Perhaps one of the most broadly discussed, energetically copied and roundly criticized master-planned communities is the now legendary Levittown, New York. The approximately seven square mile project of Levitt & Sons offered a choice for many blue-collar and entry level professionals that simply hadn't existed before: a completely new community designed to fulfill their every need as families and as neighbors. We can look at the now dated neighborhood and home designs from a contemporary perspective with amusement or even disdain. But that misses the point. At that time, in those circumstances, with the war and depression still fresh in the national intellect, this offered the average man and his family a place to own and live that they couldn't have dreamed of a few years earlier.

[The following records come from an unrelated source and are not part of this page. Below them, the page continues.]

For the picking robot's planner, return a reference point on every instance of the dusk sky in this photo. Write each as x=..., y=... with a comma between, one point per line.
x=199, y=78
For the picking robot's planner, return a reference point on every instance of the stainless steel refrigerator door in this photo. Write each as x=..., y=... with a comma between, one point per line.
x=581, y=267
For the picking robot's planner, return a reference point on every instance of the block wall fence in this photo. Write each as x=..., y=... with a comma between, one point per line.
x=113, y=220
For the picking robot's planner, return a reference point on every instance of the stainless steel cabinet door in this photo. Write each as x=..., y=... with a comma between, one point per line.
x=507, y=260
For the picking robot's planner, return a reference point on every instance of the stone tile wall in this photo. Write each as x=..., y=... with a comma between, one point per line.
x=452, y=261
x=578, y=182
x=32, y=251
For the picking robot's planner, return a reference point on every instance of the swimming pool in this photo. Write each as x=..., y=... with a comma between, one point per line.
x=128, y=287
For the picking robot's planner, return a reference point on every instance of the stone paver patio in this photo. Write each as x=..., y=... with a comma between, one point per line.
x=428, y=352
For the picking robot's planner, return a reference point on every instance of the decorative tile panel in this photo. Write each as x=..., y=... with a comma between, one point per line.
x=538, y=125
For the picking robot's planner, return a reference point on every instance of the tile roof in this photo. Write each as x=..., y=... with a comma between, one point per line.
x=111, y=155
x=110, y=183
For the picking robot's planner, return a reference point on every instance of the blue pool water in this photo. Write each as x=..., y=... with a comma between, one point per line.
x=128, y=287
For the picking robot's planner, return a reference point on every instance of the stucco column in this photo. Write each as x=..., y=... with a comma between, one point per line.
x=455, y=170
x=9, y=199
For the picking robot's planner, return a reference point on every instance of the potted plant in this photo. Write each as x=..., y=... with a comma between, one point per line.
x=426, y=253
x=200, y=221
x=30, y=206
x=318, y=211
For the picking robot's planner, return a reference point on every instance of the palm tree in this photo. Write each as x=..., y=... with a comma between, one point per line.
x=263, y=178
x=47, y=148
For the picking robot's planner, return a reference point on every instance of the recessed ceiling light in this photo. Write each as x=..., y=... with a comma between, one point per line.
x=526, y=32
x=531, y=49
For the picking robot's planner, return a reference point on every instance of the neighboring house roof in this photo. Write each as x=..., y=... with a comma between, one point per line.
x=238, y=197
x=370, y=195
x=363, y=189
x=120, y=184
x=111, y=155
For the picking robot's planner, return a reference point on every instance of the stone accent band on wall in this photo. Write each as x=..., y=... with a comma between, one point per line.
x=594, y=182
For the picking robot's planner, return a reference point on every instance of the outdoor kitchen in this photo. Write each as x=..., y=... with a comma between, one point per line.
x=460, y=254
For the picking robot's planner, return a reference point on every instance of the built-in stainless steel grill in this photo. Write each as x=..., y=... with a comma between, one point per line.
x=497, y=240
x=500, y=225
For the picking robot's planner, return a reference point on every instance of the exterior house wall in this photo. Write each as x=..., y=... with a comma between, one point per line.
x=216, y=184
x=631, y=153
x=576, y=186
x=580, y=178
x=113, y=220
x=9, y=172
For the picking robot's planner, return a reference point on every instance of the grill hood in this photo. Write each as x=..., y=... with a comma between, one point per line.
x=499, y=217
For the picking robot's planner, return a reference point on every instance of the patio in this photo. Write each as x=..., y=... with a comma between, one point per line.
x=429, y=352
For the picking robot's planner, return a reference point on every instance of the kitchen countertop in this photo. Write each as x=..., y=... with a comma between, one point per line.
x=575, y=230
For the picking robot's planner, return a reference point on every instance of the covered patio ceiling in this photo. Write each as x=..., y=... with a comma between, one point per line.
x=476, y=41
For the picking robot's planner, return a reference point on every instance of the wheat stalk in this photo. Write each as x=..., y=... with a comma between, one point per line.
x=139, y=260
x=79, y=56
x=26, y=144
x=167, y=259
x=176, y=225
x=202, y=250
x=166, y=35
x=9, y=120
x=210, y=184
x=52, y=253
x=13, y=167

This illustrates a common theme within our community building experience: understanding the lessons from our examples demands an appreciation for the context in which they took shape. Each one is its own classroom and each one taught valuable lessons. We are the beneficiaries of those realities and will continue to be.

Levittown didn't offer great variety; it served a relatively narrow spectrum of home buyers. What it did, though, was to stimulate the hope in many other communities that the American Dream—a home of one's own in a neighborhood that worked—was actually possible. This precedent, once established in the American psyche, can't be overstated.

The fully equipped, modern kitchens, picture windows, sliding glass doors and patios look pretty basic by today's standards. But so did the cars we drove, the entertainment media we watched and the devices we used for communication.

Few people in those days thought about what would happen if we built the equivalent of 50 or 100 or 1,000 Levittowns in a single region. Those few that tried got it mostly wrong. But a few really did try, as we shall see a little later in our jaunt through the past.